The U.S. National Telecommunications and Information Administration (NTIA) warned competition for grants from its Broadband Infrastructure Program (BIP) will be fierce, revealing it received funding requests seeking billions more than it has to offer.
BIP was established in May using money allocated by the Consolidated Appropriations Act, 2021, which became law in December 2020. Applications for the $288 million program were due by August 17. In a press release this week, NTIA said more than 230 funding requests were submitted during the 90-day application window. All told, they sought more than $2.5 billion for projects covering 49 U.S. states and territories, far exceeding the available grant funding.
U.S. Secretary of Commerce Gina Raimondo said in a statement the “intense demand” for support from the program “demonstrates the widespread need for better broadband connectivity in unserved communities.” While the BIP investments “are critical,” she argued “there is more to be done” and said an infrastructure bill currently being weighed by Congress “will expand upon the groundwork being laid by this program.” The aforementioned infrastructure package currently calls for $65 billion to be allocated to improve broadband in the country.
Due to the large number of applications, NTIA warned the BIP grant award process will be “highly competitive.” It noted it will prioritize proposals which target delivery of broadband service to the greatest number of households in a given service area; bring service to rural areas; are the most cost effective and provide service offering speeds of at least 100 Mbps downstream and 20 Mbps up.
The agency previously stated it expects award totals to range from $5 million to $30 million, which would leave enough money for between nine and 57 projects.

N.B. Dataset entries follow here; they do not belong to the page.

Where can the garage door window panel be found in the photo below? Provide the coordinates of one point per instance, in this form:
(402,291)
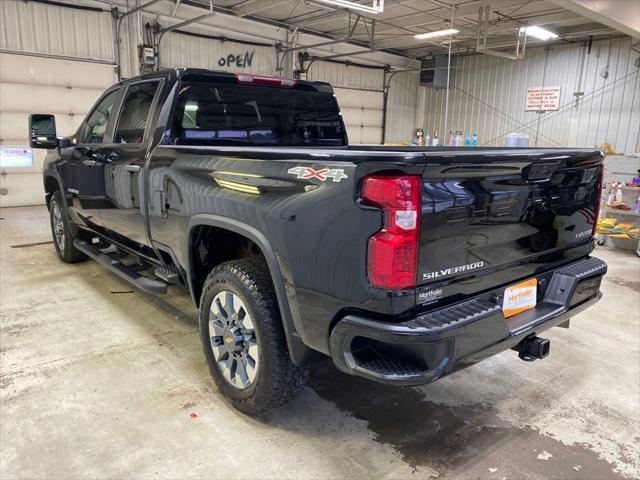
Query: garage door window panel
(135,111)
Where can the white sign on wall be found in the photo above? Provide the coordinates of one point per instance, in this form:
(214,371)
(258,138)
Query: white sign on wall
(542,99)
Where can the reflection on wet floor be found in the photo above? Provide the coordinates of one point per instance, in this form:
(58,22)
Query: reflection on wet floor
(457,441)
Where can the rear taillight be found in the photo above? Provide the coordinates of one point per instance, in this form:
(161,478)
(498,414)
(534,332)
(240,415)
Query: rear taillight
(262,80)
(392,257)
(596,214)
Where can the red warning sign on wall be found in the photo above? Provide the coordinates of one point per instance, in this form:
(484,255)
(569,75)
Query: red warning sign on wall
(542,99)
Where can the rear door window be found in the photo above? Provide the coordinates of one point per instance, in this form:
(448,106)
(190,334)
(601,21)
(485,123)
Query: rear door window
(227,114)
(135,112)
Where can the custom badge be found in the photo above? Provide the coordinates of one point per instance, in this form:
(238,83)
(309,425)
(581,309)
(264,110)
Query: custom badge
(322,174)
(519,298)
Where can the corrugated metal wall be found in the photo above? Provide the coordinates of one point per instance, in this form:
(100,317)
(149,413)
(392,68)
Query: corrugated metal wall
(180,50)
(488,97)
(401,107)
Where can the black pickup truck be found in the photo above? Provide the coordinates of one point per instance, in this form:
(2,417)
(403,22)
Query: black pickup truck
(402,264)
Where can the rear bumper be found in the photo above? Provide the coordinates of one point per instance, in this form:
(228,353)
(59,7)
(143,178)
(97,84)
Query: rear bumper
(435,343)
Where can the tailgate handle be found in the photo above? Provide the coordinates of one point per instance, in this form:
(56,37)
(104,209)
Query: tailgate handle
(540,171)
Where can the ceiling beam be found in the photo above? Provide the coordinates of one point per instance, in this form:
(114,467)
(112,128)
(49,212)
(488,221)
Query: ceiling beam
(621,15)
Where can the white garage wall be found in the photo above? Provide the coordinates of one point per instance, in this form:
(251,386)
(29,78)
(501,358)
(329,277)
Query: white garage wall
(46,29)
(55,60)
(29,84)
(359,91)
(488,97)
(401,108)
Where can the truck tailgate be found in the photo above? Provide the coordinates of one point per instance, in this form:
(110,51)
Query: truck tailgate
(497,209)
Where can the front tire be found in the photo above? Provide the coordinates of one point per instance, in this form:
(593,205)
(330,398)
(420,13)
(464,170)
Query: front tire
(244,340)
(61,231)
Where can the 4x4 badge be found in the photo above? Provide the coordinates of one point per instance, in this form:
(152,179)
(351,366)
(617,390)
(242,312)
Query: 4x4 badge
(322,174)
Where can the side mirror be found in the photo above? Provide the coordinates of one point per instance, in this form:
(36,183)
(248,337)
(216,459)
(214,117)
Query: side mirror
(42,131)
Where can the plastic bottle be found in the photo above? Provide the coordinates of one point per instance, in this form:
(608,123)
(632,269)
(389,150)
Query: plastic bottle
(612,194)
(618,200)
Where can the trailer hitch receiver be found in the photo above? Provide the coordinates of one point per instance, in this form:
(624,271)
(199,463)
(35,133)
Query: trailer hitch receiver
(532,348)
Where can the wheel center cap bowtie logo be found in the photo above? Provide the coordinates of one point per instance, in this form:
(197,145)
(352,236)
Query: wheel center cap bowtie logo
(306,173)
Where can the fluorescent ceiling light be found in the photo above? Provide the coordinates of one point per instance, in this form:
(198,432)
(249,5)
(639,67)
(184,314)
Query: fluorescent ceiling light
(538,32)
(378,5)
(439,33)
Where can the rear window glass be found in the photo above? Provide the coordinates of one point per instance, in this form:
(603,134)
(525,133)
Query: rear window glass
(223,114)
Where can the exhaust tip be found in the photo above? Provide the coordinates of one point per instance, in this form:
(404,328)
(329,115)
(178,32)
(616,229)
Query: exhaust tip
(533,348)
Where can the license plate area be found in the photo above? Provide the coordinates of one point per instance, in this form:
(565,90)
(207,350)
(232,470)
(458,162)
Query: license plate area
(520,297)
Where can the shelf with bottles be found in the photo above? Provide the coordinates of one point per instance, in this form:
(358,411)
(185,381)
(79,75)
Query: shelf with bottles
(620,215)
(622,197)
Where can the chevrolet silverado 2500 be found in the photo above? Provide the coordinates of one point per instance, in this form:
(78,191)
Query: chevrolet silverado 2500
(401,264)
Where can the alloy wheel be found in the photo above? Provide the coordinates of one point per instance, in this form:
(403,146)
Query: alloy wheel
(233,340)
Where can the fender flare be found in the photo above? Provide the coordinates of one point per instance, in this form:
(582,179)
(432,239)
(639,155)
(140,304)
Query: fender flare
(300,354)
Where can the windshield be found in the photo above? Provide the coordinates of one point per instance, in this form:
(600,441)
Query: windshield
(231,114)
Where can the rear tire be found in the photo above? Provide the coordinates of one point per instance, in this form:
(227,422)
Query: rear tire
(240,320)
(61,231)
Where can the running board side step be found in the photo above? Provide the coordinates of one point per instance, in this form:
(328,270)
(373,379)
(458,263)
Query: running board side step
(146,284)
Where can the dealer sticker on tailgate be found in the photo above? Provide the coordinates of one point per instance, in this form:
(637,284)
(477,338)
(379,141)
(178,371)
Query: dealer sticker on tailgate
(519,298)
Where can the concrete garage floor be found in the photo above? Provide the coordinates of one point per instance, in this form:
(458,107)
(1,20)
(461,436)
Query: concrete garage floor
(98,381)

NTIA expects to complete its review and selection of winning applications by November 15, with the first funding awards set to go out by November 29.
For those who lose out on BIP grants, NTIA noted alternative funding may be available through states which choose to dedicate American Rescue Plan Act (ARPA) funds to broadband initiatives. Several states, including California, Virginia, Missouri and North Carolina, have already moved to allocate ARPA funds for broadband.